Mise en ligne : 8 octobre 2006

Texte de l'article :

LA SOCIALISATION PROFESSIONNELLE DES SURVEILLANTS DE L’ADMINISTRATION PÉNITENTIAIRE

AUTEURS : Georges BENGUIGUI, Françoise ORLIC
INSTITUT : Travail et mobilités - URA, CNRS 1416
DATE : Décembre 1997
PUBLICATION : Ronéo. 154 pages + annexes

L’objet de cette recherche était l’étude de la socialisation professionnelle des surveillants de l’Administration pénitentiaire. Dans le même temps on a commencé à comparer cette socialisation à celle de jeunes policiers étudiée par Dominique Monjardet et Catherine Gorgeon dans le cadre de l’Institut des Hautes Etudes de la Sécurité Intérieure (I.H.E.S.I).
L’étude au sein de l’administration pénitentiaire a été réalisée à partir d’une étude longitudinale, c’est-à-dire du suivi dans le temps de deux promotions de surveillants entrées à l’École Nationale d’Administration Pénitentiaire (E.N.A.P) à quatre mois d’intervalle. Il s’agissait de la 129e promotion depuis sa sortie de l’école et de la 130e depuis son entrée à l’école. Par chance la 129e était la dernière promotion à être formée en quatre mois et la 130e la première à l’être en huit mois. Ces surveillants ont été interrogés par questionnaires fermés d’une centaine de questions, régulièrement jusqu’à deux ans après leur sortie de l’école (trois interrogations pour la 129e et quatre pour la 130e). Pour la 129e promotion 214 personnes ont répondu à tous les questionnaires les concernant (trois), pour la 130e promotion 346 personnes ont répondu à tous les questionnaires (quatre). Compte tenu des surveillants qui ont quitté le champ de l’étude (décès, démissions, etc.) les taux de réponses sont très bons.

Par socialisation on entend ici le long et complexe processus par lequel les individus acquièrent la culture de la société, du ou des groupes auxquels ils vont appartenir.
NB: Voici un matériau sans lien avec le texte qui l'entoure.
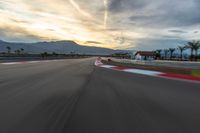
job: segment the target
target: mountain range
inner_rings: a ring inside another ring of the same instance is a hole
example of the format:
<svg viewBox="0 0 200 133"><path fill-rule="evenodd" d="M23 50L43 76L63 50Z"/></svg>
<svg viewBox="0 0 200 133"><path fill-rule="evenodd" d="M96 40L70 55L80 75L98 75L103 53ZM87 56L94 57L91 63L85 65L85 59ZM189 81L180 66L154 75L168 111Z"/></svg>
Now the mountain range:
<svg viewBox="0 0 200 133"><path fill-rule="evenodd" d="M51 41L37 43L15 43L0 40L0 52L6 52L7 48L11 48L11 52L17 49L24 49L24 52L31 54L47 53L76 53L76 54L91 54L91 55L109 55L119 52L128 52L126 50L113 50L109 48L82 46L74 41Z"/></svg>

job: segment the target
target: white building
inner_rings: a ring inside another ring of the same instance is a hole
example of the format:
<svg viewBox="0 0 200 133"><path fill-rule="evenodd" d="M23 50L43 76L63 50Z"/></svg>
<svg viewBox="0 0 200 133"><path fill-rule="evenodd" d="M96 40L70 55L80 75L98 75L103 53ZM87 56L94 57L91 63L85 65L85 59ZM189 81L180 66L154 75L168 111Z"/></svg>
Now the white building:
<svg viewBox="0 0 200 133"><path fill-rule="evenodd" d="M153 51L138 51L135 54L136 60L155 60L156 53Z"/></svg>

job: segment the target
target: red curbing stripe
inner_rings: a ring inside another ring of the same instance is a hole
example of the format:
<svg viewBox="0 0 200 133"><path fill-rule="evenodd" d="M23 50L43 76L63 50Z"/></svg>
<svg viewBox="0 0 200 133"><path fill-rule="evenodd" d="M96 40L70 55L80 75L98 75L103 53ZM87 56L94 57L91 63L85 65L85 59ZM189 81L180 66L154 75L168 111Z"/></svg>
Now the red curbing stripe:
<svg viewBox="0 0 200 133"><path fill-rule="evenodd" d="M112 67L113 70L118 70L118 71L123 71L123 70L126 70L128 69L127 67L121 67L121 66L114 66Z"/></svg>
<svg viewBox="0 0 200 133"><path fill-rule="evenodd" d="M200 82L200 78L198 78L198 77L193 77L193 76L183 75L183 74L162 73L162 74L159 74L158 76Z"/></svg>

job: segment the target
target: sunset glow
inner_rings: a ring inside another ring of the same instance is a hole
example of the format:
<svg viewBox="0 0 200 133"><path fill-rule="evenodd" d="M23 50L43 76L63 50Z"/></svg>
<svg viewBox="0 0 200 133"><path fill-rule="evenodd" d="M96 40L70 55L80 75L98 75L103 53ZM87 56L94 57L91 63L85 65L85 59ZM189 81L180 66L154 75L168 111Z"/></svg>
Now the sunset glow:
<svg viewBox="0 0 200 133"><path fill-rule="evenodd" d="M169 47L200 39L199 7L198 0L0 0L0 39Z"/></svg>

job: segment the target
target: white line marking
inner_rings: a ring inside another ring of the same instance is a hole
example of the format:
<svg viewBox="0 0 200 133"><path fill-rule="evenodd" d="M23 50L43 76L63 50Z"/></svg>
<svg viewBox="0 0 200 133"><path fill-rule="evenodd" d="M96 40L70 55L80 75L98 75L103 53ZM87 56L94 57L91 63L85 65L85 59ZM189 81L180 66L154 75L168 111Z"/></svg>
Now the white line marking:
<svg viewBox="0 0 200 133"><path fill-rule="evenodd" d="M140 70L140 69L125 69L122 71L129 72L129 73L149 75L149 76L157 76L159 74L162 74L161 72L157 72L157 71Z"/></svg>

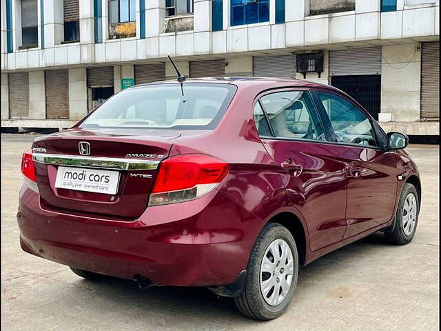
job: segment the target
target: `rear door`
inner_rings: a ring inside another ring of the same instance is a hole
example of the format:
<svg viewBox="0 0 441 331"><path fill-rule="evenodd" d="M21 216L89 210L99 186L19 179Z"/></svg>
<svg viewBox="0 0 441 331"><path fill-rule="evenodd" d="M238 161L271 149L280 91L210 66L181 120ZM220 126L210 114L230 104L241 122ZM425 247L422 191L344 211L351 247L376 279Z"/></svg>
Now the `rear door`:
<svg viewBox="0 0 441 331"><path fill-rule="evenodd" d="M309 92L267 93L255 104L254 117L289 199L306 220L311 250L341 241L346 230L343 163Z"/></svg>
<svg viewBox="0 0 441 331"><path fill-rule="evenodd" d="M397 190L394 153L380 148L371 118L343 94L314 91L345 166L347 185L345 238L388 222Z"/></svg>

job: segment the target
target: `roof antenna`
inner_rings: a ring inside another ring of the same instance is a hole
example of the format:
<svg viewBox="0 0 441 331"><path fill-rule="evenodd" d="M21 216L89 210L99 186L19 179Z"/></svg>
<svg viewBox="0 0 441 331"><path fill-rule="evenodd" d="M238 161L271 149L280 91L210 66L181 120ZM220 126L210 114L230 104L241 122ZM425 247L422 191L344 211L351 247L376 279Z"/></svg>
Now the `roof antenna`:
<svg viewBox="0 0 441 331"><path fill-rule="evenodd" d="M181 74L181 73L179 72L178 68L176 67L176 64L174 64L174 62L173 62L173 60L172 59L170 56L170 55L167 55L167 56L168 56L168 59L170 60L170 62L172 62L172 64L173 65L174 70L176 70L176 74L178 74L178 82L181 84L181 91L182 92L182 96L183 97L184 87L183 83L184 83L184 81L187 80L187 78L185 77L185 76L184 76L183 74Z"/></svg>

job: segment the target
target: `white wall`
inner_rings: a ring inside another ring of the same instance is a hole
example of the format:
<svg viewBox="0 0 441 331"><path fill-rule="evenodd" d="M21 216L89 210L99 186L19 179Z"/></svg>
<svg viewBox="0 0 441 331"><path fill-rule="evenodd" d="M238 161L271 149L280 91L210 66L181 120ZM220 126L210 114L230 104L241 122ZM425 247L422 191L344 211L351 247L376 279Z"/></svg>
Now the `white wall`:
<svg viewBox="0 0 441 331"><path fill-rule="evenodd" d="M393 121L420 120L421 51L418 43L382 46L381 112Z"/></svg>

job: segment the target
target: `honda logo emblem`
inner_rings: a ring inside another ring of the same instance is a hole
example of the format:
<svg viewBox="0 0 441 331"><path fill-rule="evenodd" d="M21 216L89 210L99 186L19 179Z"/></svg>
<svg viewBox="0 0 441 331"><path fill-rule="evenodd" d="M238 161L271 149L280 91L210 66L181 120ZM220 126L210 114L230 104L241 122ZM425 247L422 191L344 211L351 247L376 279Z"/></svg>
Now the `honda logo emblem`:
<svg viewBox="0 0 441 331"><path fill-rule="evenodd" d="M81 155L90 155L90 144L87 141L78 143L78 149Z"/></svg>

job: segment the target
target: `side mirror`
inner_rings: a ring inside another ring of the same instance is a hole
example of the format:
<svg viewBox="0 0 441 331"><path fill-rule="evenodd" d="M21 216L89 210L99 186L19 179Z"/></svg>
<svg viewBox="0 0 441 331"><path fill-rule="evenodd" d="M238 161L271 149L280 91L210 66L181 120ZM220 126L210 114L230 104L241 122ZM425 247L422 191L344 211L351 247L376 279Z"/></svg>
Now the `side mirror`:
<svg viewBox="0 0 441 331"><path fill-rule="evenodd" d="M387 147L391 150L402 150L409 145L409 137L400 132L387 134Z"/></svg>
C’est par la socialisation que nous apprenons les manières de penser et de se comporter qui sont considérées comme adéquates dans la société ou les groupes auxquels nous appartenons.
Notre hypothèse de base, c’est-à-dire le fait que peu à peu les élèves allaient acquérir par différents canaux une culture, des attitudes, des comportements, des valeurs spécifiques, allaient progressivement devenir membres d’un groupe professionnel précis, le groupe de surveillants, impliquait que peu à peu leurs opinions, leurs attitudes, leurs manières de voir les choses plus ou moins hétérogènes lors de leur entrée dans l’Administration pénitentiaire, allaient progressivement se rapprocher de façon importante. Ce rapprochement ne pouvait être bien évidemment total pour au moins trois raisons à la fois :
- les individus jouent, bien évidemment, un rôle capital dans l’acquisition d’une nouvelle culture, ils ne sont jamais totalement passifs, il n’y a jamais une détermination absolue des acteurs, justement parce qu’ils sont des acteurs et non de simples agents. Des fluctuations dues aux individus vont donc intervenir dans le processus de socialisation.
- étant entendu que la recherche n’avait en aucun cas comme objectif l’évaluation de la formation, on peut dire que la formation reçue dans le cadre de l’E.N.A.P, avec notamment ses stages, est bien sûr un facteur essentiel dans le processus de socialisation. La modification importante de cette formation en passant d’une promotion à l’autre semble bien être l’un des facteurs explicatifs centraux des différences subsistant entre les deux promotions malgré le processus d’homogénéisation lié à la socialisation professionnelle. La socialisation suit donc parfois des chemins particuliers suivant la formation reçue, sans que bien naturellement on puisse attribuer de façon certaine ces particularités à tel ou tel élément de la formation.
- les situations de travail réelles peuvent parfois être assez différentes quand on passe, par exemple, d’un centre de détention à une maison centrale ou d’une petite maison d’arrêt à une grande, voire énorme maison d’arrêt. Ces situations de travail spécifiques vont, non pas faire disparaître cette socialisation professionnelle, mais la moduler parfois assez sérieusement.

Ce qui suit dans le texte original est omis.